Obama just approved Arctic Drilling in one of those inexplicable moves where you are asking yourself ”What are you doing, guy? Weren’t you the global warming guy?” That is when it does feel conspiratorial! Did Obama get into some Area 51 shit and now he is making these decisions? John doesn’t think that is true. John was at this hippie-dippie event and when you really go into it, he was ”Fuck! You guys! This is it!” We have been told since 1980 that one day we will turn away from fossil fuels and we have been told that it is not possible, but it just feels like today there are more people on the ”Now!” side than are on the ”Not yet!” side. It is a big world-historical moment and that feels amazing!
Somebody tweeted John the other day, quoting one of the lines in his political bio that says ”It is great to live in Seattle because we don’t have to argue whether or not the polar ice caps are melting” and the guy said that ”sounds like somebody needs to google polar sea ice extent”. John did and the first thing that came up was a scientific study with all the data about shrinking ice caps.
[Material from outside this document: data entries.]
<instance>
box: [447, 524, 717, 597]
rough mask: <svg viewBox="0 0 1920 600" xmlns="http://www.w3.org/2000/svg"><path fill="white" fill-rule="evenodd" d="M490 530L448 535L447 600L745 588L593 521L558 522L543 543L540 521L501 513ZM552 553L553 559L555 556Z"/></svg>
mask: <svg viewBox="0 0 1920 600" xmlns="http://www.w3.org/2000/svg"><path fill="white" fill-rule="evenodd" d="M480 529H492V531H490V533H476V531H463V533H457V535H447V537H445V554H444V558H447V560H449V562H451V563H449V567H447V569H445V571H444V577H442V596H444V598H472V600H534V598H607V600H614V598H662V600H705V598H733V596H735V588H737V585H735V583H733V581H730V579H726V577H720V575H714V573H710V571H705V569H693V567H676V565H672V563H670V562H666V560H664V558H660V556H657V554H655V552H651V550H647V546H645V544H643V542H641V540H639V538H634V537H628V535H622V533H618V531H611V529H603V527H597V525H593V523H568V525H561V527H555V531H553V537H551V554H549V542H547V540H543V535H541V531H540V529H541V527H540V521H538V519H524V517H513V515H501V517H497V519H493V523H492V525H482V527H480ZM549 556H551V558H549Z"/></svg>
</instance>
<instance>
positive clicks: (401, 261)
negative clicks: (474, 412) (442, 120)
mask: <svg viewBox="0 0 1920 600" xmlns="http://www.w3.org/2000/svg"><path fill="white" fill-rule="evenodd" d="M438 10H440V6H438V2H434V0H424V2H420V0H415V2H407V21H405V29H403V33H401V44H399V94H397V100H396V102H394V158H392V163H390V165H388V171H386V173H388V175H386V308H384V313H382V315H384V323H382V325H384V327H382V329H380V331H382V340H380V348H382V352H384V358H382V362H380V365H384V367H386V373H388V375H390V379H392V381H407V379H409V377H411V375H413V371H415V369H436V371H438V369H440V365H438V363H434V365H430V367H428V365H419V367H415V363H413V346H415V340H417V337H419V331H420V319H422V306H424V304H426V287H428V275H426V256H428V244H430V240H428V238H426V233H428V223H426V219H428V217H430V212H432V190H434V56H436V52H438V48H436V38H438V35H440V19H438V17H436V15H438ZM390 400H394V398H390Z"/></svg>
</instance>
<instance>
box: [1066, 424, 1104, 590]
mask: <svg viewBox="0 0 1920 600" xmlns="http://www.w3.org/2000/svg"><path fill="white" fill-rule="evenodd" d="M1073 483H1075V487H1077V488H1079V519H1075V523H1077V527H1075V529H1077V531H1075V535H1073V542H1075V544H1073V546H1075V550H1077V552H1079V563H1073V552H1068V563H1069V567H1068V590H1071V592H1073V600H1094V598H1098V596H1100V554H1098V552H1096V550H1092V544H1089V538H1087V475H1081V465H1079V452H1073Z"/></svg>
He screen-caped it and tweeted it to the guy who tweeted him back ”Well, if you believe a bunch of data from a bunch of scientists, yes, but here is a Daily Caller-article that unmasks the lie”
The article was actually about the fact that the North West side of the Antarctic ice shelf had put on a bunch of ice and had grown considerably during the last 2 years. As you read further down the article, it said that every other aspect of the Antarctic shelf is catastrophic shrinking to the point of no return. Of course the Arctic is almost completely free of ice now, so John wrote him again, knowing that he should not, and said ”Did you even read to the end of the article you are citing?” and he was like ”If you want to believe the big dollar climate lobby!” Even in Seattle there are tons of people sitting in the den of their split-level home shaking their disembodied rubber hand at the damn scientists.
If you look at the people who donate to John’s campaign, you will find a lot of scientists, a lot of bat-ichthyologists (John still calls them that name two years later in Roadwork Episode 95) and people studying the migratory patterns of the monarch butterfly. They are donating $25, $30, sometimes even $50 to John’s campaign. John is beholden to their interest! Not to mention the computer-maths people, a bunch of trade school drop-outs, so disappointed! Merlin thought that John was going to be different, man!